In Defense of Distributed Systems: Why Amazon's Move Won't Change Everything
Mukesh Lagadhir
We help startups and SMEs save 100,000’s of $$ in technology cost | Startup Success Catalyst | Startup Mentor
Amazon recently shared a success story about their transition from a distributed microservices architecture to a monolith application. According to Amazon, this change helped them achieve higher scale, resilience, and reduce costs. However, this success story is not a one-size-fits-all approach, and distributed systems still have many use cases where they can be more beneficial than monolith applications.
Amazon's Video Quality Analysis (VQA) team set up a tool to monitor every stream viewed by customers, which helps automatically identify perceptual quality issues, such as block corruption or audio/video sync problems, and trigger a process to fix them. The initial version of their service was designed as a distributed system using serverless components like AWS Step Functions and AWS Lambda, which allowed them to build the service quickly. In theory, this would allow them to scale each service component independently. However, the way they used some components caused them to hit a hard scaling limit at around 5% of the expected load. Also, the overall cost of all the building blocks was too high to accept the solution at a large scale.
The main scaling bottleneck in the architecture was the orchestration management that was implemented using AWS Step Functions. Their service performed multiple state transitions for every second of the stream, so they quickly reached account limits. Besides that, AWS Step Functions charged users per state transition.
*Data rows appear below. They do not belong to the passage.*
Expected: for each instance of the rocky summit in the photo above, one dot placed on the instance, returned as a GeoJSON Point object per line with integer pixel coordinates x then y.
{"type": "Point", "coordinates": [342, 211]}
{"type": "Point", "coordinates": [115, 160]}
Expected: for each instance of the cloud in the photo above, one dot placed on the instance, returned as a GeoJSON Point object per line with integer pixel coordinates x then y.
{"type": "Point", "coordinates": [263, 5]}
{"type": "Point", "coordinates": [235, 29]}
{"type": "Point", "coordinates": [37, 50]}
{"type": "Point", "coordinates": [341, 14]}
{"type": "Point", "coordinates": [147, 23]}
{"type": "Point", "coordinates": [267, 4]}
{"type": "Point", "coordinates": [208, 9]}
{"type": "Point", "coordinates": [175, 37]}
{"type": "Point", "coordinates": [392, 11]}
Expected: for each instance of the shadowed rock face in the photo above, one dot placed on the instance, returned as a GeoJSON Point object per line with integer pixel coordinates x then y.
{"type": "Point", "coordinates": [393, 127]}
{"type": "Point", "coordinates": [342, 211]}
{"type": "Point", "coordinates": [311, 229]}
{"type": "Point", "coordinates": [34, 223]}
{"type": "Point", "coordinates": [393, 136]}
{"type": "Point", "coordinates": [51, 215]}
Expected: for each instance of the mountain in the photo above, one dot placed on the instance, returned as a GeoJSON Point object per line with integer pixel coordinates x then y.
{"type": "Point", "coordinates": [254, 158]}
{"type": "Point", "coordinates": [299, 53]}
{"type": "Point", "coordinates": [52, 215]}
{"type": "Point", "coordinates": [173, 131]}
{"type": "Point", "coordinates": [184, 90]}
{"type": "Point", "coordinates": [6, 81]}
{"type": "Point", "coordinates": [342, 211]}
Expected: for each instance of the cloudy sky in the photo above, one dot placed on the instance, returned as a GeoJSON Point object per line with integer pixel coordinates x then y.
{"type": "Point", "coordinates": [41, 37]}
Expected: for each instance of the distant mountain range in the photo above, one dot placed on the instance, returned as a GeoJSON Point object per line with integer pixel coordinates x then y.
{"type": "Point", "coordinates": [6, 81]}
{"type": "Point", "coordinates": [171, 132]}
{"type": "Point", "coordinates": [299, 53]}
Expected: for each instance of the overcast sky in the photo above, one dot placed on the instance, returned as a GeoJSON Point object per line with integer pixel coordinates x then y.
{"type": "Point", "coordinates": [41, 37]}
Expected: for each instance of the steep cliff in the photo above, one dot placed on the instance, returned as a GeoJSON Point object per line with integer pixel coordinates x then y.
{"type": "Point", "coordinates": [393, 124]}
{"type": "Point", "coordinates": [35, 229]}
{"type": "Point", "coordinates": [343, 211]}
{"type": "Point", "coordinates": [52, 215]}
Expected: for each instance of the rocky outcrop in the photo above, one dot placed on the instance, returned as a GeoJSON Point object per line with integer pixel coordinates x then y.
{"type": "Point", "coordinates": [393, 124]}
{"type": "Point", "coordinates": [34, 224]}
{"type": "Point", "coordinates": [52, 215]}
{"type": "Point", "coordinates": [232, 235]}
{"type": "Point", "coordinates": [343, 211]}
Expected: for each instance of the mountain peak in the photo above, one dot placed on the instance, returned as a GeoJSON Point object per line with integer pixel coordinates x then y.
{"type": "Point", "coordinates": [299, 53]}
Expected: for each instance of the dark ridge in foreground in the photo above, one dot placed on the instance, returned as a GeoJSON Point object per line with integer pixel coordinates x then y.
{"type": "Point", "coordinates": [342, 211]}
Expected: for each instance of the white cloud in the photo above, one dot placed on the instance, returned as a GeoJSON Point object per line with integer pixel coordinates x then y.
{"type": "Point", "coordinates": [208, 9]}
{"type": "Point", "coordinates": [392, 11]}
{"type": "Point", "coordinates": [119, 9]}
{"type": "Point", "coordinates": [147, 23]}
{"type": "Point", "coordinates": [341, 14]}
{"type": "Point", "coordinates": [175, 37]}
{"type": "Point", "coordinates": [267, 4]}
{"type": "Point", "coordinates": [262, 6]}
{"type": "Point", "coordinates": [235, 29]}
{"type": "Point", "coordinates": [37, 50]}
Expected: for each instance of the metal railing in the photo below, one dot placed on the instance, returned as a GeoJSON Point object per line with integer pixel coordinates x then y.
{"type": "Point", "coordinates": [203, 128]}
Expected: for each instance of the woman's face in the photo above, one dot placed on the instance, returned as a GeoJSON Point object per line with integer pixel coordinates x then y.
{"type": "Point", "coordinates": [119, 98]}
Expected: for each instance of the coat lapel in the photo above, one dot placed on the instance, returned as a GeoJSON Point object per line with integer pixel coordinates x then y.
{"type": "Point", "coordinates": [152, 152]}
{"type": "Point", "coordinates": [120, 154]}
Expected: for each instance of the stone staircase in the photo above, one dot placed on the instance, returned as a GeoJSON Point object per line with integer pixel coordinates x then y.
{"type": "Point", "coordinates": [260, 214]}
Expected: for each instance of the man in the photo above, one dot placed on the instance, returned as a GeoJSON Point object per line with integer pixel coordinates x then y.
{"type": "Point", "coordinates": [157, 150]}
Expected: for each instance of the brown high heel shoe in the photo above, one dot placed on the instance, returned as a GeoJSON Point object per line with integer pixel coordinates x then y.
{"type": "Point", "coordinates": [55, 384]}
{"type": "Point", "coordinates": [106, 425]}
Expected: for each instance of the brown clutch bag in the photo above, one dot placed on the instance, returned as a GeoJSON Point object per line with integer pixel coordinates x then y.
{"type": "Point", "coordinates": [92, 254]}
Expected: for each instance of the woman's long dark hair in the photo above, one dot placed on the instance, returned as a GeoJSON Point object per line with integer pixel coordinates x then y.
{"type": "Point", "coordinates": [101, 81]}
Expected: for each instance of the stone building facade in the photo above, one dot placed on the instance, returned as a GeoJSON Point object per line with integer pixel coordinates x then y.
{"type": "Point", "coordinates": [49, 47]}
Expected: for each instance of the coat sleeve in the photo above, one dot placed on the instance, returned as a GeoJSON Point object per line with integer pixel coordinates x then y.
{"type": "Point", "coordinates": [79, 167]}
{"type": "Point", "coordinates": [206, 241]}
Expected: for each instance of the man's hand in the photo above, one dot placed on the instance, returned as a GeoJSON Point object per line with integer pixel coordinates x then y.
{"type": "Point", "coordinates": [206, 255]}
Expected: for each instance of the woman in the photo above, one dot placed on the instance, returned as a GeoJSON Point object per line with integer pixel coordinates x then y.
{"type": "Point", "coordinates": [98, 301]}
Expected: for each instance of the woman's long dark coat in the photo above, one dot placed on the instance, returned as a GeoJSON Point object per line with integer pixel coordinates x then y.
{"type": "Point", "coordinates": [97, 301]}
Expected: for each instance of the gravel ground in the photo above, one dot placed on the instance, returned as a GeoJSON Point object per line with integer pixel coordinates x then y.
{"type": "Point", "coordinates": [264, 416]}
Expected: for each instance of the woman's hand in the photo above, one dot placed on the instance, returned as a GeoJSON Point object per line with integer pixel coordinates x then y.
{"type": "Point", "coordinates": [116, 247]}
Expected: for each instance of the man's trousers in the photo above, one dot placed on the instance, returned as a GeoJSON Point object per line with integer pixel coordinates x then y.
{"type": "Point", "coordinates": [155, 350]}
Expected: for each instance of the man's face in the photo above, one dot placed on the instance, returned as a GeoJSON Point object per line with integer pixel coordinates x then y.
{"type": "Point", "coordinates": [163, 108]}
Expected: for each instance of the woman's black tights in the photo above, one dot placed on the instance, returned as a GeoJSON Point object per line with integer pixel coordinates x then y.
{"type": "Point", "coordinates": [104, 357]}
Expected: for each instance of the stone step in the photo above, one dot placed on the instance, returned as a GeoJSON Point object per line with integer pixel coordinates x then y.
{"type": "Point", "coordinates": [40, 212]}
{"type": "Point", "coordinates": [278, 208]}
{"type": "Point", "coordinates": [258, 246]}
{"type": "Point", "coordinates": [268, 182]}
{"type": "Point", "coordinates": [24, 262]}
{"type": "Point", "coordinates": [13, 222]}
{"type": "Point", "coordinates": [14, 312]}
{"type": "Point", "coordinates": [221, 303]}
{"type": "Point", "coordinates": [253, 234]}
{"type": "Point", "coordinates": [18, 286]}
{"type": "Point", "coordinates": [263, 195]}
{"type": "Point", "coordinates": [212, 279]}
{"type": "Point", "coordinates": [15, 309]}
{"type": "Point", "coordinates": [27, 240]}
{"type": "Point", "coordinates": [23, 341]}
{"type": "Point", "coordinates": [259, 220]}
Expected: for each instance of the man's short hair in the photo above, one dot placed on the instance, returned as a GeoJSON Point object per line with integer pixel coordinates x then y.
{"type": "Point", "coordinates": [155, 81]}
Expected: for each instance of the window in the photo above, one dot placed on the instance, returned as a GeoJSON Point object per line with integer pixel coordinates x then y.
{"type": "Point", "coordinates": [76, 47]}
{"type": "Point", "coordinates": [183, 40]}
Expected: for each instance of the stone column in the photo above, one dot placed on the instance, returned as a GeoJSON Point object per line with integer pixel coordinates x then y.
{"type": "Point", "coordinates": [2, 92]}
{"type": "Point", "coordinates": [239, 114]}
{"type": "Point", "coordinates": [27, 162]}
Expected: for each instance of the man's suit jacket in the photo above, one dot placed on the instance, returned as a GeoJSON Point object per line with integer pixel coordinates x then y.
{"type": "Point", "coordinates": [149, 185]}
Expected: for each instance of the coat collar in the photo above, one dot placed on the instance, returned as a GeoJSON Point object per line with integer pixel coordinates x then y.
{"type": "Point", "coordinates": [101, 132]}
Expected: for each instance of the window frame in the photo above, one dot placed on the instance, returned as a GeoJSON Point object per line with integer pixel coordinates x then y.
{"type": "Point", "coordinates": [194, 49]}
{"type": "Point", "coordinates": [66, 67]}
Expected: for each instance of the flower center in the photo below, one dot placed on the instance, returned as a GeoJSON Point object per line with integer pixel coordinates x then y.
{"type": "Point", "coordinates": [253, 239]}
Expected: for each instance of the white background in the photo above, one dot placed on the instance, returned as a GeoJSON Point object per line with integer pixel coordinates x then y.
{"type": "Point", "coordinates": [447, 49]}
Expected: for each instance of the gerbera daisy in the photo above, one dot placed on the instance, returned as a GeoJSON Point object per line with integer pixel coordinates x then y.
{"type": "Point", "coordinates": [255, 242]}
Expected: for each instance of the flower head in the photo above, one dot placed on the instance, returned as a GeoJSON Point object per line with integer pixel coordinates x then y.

The second cost problem they discovered was about the way they were passing video frames (images) around different components. To reduce computationally expensive video conversion jobs, they built a microservice that splits videos into frames and temporarily uploads images to an Amazon Simple Storage Service (Amazon S3) bucket. Defect detectors (where each of them also runs as a separate microservice) then download images and processed them concurrently using AWS Lambda. However, the high number of Tier-1 calls to the S3 bucket was expensive.
To address the bottlenecks, they initially considered fixing problems separately to reduce cost and increase scaling capabilities. However, they then decided to re-architect their infrastructure because they realized that the distributed approach wasn't bringing a lot of benefits in their specific use case. They packed all of the components into a single process, eliminating the need for the S3 bucket as the intermediate storage for video frames because their data transfer now happened in memory. They also implemented orchestration that controls components within a single instance.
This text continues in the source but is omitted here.